Date: Fri, 8 Apr 2005 20:44:33 -0700 (PDT)

  From: Tom Lord <address@hidden>
  To: address@hidden
  Subject: [GNU-arch-dev] open letter to Linus
  List-Archive: <>
  List-Help: <mailto:address@hidden>

I sent a letter to Linus about revision control issues and that letter
is beginning to be forwarded around a bit.  A few people from wildly
divergent places have expressed interest in it.  Therefore, I will
simplify things and make it an open letter.  Gotta love the ASCII-art,
at least, no?


Here is what I sent:

  Date: Fri, 8 Apr 2005 12:21:30 -0700 (PDT)
  From: Tom Lord <lord>
  To: address@hidden
  CC: address@hidden, address@hidden
  In-reply-to: <address@hidden> (message from Linus Torvalds on Thu, 7 Apr 2005 
08:54:27 -0700 (PDT))
  Subject: Re: speak of the devil...

You wrote:

   > what I like in an SCM is a good "fundamental idea". BK had
   > this. You could explain the basics of it's "world view" in a
   > fairly short time without ever actually talking about _what_ it
   > did. It's like UNIX - you can explain the "everything is a file"
   > notion together with the fork-based process model, and you
   > literally have a _philosophy_.


Hacker to hacker, here is some Arch philosophy, some how-best-to-use
Arch philosophy, and enough information about how Arch works that you
should be able to go off to a desert island and write your own
version, if so inclined.

All in a short (cough) note!

* Arch Atoms

  The atoms in the arch universe are *imports* and *changesets*.

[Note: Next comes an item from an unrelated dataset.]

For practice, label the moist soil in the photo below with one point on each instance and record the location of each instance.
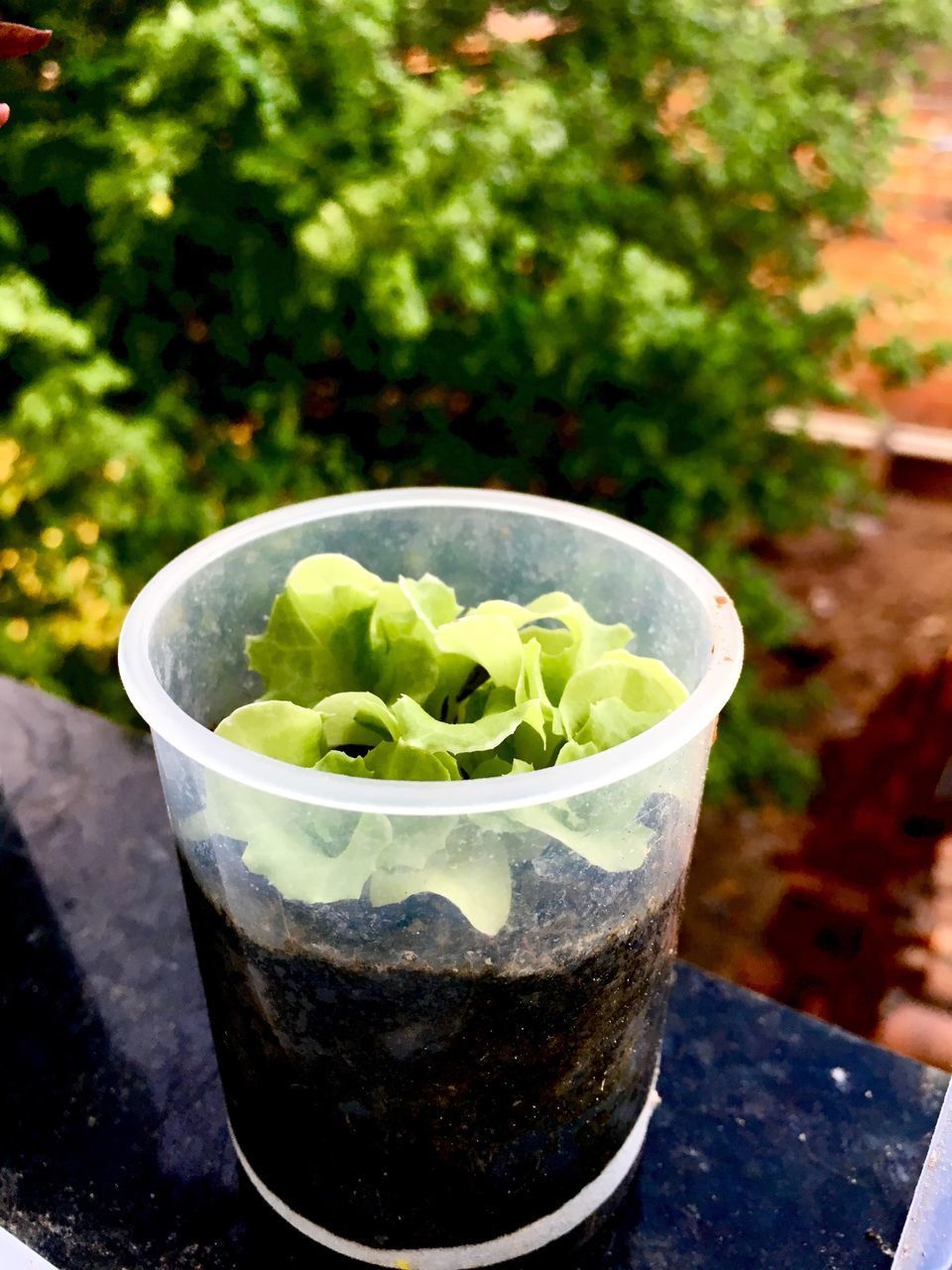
(404, 1080)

  In other words, the basic things that programmers *do* from Arch's
  perspective all boil down to publishing imports and changesets and
  retrieving/using imports and changesets published by others.

  Arch --- and arguably any distributed, changeset-oriented revision
  control system --- acts like a big database in which a transcript is
  stored of all of the atoms (imports, changesets) published by Arch
  users.  Some subsystems of Arch are concerned with protecting and
  distributing this database; other subsystems implement higher-level
  queries; other subsystems build ancillary caches and memos to speed
  up access; finally, the subsystems which provide merging operations
  interpret the imports and changesets from the higher-level
  perspective of a software developer.

  This reductionist view of revision control (that everything boils
  down to these atoms) is a unifying principle.   Every part of
  Arch can be explained by reducing the explanation to these
  terms.  (Maybe this like starting to describe unix by saying
  "everything is a file".)

  From a low-level perspective, Arch is simply an application that 
  collects imports and changesets from users, publishes them, and 
  helps others retrieve those which have been published.  Imports and
  changesets are easily reified as simple files (tar bundles, patches)
  and so the low-level job of Arch -- managing these atoms -- looks a
  lot like more familiar forms of distributed, file-oriented
  databases: /NNTP/ or /DNS/, for example.   

* Atoms in a Space with a Coordinate System: Arch Names and Arch Archives

  Given that /Arch atoms/ are *imports* and *changesets*:

  /Arch space/ is a patchwork quilt of regions of space, each of
  which is an *Arch archive*.  Each region of space (archive) 
  contains a collection of Arch atoms.

  In practice, a fragment of Arch space is reified as an FTP site,
  HTTP site, or SFTP site.   Each fragment contains a set of named
  locations, each location containing an atomic import or changeset.

  The /Arch namespace/ is a standard coordinate system for Arch space.
  Each location where an import or changeset might be stored is
  assigned a *Fully Qualified Revision Name*.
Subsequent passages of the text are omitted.